When talking about a place with ‘Les’ as part of the name, you must use a plural preposition like so:

Je suis le poinçonneur des Lilas – I am the ticket puncher of Lilas 

Je vais aux Lilas – I am going to Les Lilas

Il est né aux Lilas – He was born in Les Lilas  

Islands 

Islands follow more complicated rules. 

If you are talking about going to one island in particular, you would use à or en. This has nothing to do with gender and is entirely randomised. For example:

Je vais à La Réunion – I am going to La Réunion 

Je vais en Corse – I am going to Corsica 

Generally speaking, when talking about one of the en islands, you would use the following structure to suggest movement from the place: 

Je viens de Corse – I am coming from Corsica 

For the à Islands, you would say:

Je viens de La Réunion – I am coming from La Réunion 

When talking about territories composed of multiple islands, you should use aux.

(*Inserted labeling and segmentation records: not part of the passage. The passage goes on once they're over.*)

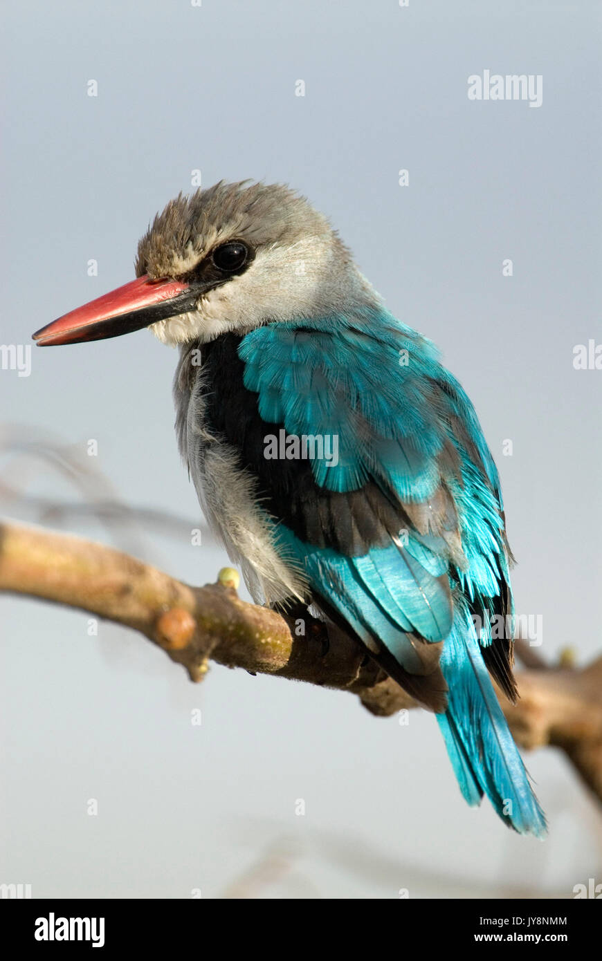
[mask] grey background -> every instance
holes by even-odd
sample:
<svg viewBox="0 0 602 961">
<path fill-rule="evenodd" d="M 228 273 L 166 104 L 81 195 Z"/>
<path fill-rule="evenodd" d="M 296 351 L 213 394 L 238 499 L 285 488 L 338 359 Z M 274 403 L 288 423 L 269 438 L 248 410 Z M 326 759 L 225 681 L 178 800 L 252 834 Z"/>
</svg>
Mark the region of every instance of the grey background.
<svg viewBox="0 0 602 961">
<path fill-rule="evenodd" d="M 600 644 L 602 372 L 575 371 L 572 349 L 602 340 L 599 14 L 547 0 L 5 8 L 0 342 L 26 344 L 131 279 L 138 236 L 191 170 L 205 185 L 289 183 L 442 349 L 498 461 L 517 608 L 542 615 L 543 656 L 574 645 L 586 661 Z M 484 69 L 541 74 L 542 106 L 468 101 Z M 195 527 L 175 362 L 147 332 L 34 350 L 29 378 L 0 371 L 2 421 L 84 460 L 97 439 L 90 466 L 123 501 Z M 30 495 L 79 496 L 43 459 L 7 447 L 0 466 Z M 131 547 L 126 531 L 63 526 Z M 190 582 L 226 562 L 186 525 L 138 534 Z M 598 810 L 554 752 L 528 757 L 551 825 L 540 844 L 464 805 L 427 714 L 401 727 L 345 694 L 219 667 L 194 686 L 126 630 L 88 637 L 79 612 L 0 604 L 0 882 L 34 897 L 396 898 L 570 897 L 601 879 Z"/>
</svg>

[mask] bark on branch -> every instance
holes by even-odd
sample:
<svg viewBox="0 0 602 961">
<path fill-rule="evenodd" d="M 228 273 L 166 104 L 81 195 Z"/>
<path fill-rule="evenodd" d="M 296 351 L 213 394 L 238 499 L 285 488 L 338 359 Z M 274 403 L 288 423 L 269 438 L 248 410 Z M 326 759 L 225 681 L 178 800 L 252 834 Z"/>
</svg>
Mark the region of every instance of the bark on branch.
<svg viewBox="0 0 602 961">
<path fill-rule="evenodd" d="M 327 629 L 305 609 L 283 616 L 241 601 L 236 577 L 226 569 L 217 583 L 191 587 L 101 544 L 0 524 L 0 591 L 132 628 L 182 664 L 192 680 L 203 678 L 211 659 L 349 691 L 381 716 L 416 706 L 341 631 Z M 299 618 L 305 623 L 301 636 L 295 634 Z M 499 695 L 516 742 L 561 748 L 602 800 L 602 658 L 584 669 L 548 668 L 533 653 L 530 660 L 516 673 L 518 703 Z"/>
</svg>

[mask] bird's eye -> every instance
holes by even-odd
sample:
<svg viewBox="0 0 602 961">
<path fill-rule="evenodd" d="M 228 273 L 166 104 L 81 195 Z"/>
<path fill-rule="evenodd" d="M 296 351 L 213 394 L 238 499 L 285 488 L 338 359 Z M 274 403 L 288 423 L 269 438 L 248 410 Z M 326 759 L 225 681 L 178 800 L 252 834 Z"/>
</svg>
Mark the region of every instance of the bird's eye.
<svg viewBox="0 0 602 961">
<path fill-rule="evenodd" d="M 224 270 L 231 274 L 235 270 L 239 270 L 245 263 L 249 252 L 239 240 L 231 240 L 230 243 L 222 243 L 216 247 L 212 254 L 212 259 L 219 270 Z"/>
</svg>

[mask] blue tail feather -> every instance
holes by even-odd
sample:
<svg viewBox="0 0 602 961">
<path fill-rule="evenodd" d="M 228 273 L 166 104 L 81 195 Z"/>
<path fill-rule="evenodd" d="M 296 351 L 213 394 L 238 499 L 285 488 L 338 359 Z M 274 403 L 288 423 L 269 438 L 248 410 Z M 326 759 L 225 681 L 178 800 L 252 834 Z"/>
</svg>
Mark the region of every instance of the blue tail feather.
<svg viewBox="0 0 602 961">
<path fill-rule="evenodd" d="M 437 720 L 462 793 L 469 804 L 478 804 L 487 794 L 510 826 L 541 838 L 545 817 L 493 691 L 472 621 L 462 600 L 457 604 L 440 659 L 448 706 Z"/>
</svg>

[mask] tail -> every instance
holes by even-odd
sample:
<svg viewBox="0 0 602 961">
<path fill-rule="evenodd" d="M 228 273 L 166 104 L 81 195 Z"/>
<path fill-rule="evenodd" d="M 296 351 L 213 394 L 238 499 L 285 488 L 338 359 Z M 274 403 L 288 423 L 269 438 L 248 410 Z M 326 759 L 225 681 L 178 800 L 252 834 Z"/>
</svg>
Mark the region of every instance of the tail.
<svg viewBox="0 0 602 961">
<path fill-rule="evenodd" d="M 469 804 L 486 794 L 498 815 L 520 834 L 542 838 L 545 816 L 493 691 L 472 621 L 456 609 L 440 667 L 448 704 L 437 720 L 460 789 Z"/>
</svg>

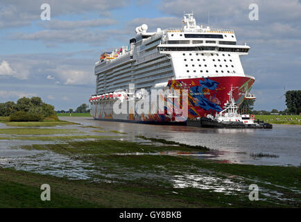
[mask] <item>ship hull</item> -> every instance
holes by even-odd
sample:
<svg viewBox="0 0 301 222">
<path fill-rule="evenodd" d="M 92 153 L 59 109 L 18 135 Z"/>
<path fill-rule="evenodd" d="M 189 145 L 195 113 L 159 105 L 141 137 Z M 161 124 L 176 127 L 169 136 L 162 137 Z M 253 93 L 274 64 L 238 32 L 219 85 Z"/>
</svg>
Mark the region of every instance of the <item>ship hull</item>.
<svg viewBox="0 0 301 222">
<path fill-rule="evenodd" d="M 131 110 L 131 114 L 116 114 L 113 112 L 114 99 L 100 100 L 91 105 L 91 114 L 95 119 L 110 119 L 126 121 L 130 122 L 166 123 L 185 121 L 188 119 L 196 119 L 206 117 L 207 114 L 215 114 L 223 110 L 224 104 L 228 100 L 228 93 L 233 87 L 233 96 L 239 105 L 245 98 L 247 92 L 250 92 L 254 78 L 252 76 L 223 76 L 210 78 L 197 78 L 171 80 L 169 81 L 169 89 L 180 89 L 182 94 L 183 89 L 187 89 L 187 103 L 180 103 L 172 99 L 165 98 L 165 112 L 150 114 L 138 114 L 136 110 Z M 182 98 L 182 96 L 180 96 Z M 126 102 L 128 103 L 128 101 Z M 150 102 L 150 107 L 153 104 Z M 179 117 L 178 114 L 168 114 L 167 108 L 174 110 L 179 110 L 183 105 L 187 105 L 187 117 Z"/>
</svg>

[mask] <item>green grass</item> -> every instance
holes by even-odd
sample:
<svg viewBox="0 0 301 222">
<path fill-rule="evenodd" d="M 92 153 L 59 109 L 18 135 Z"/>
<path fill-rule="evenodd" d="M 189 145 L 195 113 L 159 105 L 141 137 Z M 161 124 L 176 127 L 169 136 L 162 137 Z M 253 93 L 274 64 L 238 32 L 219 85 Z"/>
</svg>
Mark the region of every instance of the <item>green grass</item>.
<svg viewBox="0 0 301 222">
<path fill-rule="evenodd" d="M 69 113 L 58 113 L 58 117 L 70 117 Z M 71 114 L 71 117 L 91 117 L 91 114 L 89 112 L 87 113 L 76 113 L 73 112 Z"/>
<path fill-rule="evenodd" d="M 67 135 L 74 133 L 78 135 Z M 57 141 L 53 144 L 24 145 L 19 148 L 51 151 L 71 160 L 90 163 L 91 166 L 87 165 L 85 169 L 95 172 L 92 179 L 71 180 L 0 168 L 0 207 L 301 207 L 300 192 L 290 189 L 301 190 L 300 167 L 229 164 L 189 156 L 171 156 L 164 152 L 206 154 L 208 148 L 143 136 L 139 137 L 156 144 L 114 140 L 112 138 L 114 137 L 85 135 L 71 129 L 2 128 L 0 134 L 9 135 L 0 136 L 0 139 Z M 117 135 L 115 137 L 123 137 Z M 145 155 L 132 155 L 137 153 Z M 80 173 L 80 169 L 78 173 Z M 199 176 L 200 182 L 206 177 L 218 178 L 214 182 L 221 187 L 223 187 L 225 181 L 231 180 L 234 185 L 243 186 L 248 192 L 248 185 L 255 183 L 259 190 L 280 192 L 284 194 L 282 198 L 290 200 L 280 200 L 272 195 L 264 197 L 266 199 L 250 201 L 246 192 L 239 190 L 227 195 L 210 189 L 174 187 L 177 176 L 189 175 Z M 104 180 L 113 182 L 105 182 Z M 185 181 L 191 180 L 187 178 Z M 51 187 L 51 201 L 40 200 L 40 187 L 44 183 Z M 259 192 L 259 198 L 263 198 Z"/>
<path fill-rule="evenodd" d="M 279 119 L 276 121 L 276 118 L 278 118 Z M 286 118 L 286 119 L 291 119 L 291 118 L 292 118 L 293 120 L 285 121 L 284 118 Z M 298 120 L 296 120 L 296 118 L 301 121 L 301 117 L 299 115 L 255 115 L 256 120 L 259 119 L 261 121 L 273 124 L 301 124 L 299 123 Z"/>
<path fill-rule="evenodd" d="M 53 129 L 53 128 L 0 128 L 0 135 L 53 135 L 53 134 L 74 134 L 78 133 L 78 130 L 74 129 Z"/>
<path fill-rule="evenodd" d="M 273 153 L 250 153 L 250 156 L 252 157 L 269 157 L 269 158 L 279 157 L 278 155 L 275 155 Z"/>
</svg>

Je vais aux Maldives – I am going to the Maldives. 

No preposition needed 

There are some phrases in French which don’t require any a preposition at all. This doesn’t change when dealing with ‘Le’ places, such as Le Mans – which is famous for its car-racing track and Motorcycle Grand Prix. Phrases that don’t need a preposition include: 

Je visite Le Mans – I am visiting Le Mans

J’aime Le Mans – I like Le Mans

But for a preposition phrase, the town becomes simply Mans, as in Je vais au Mans.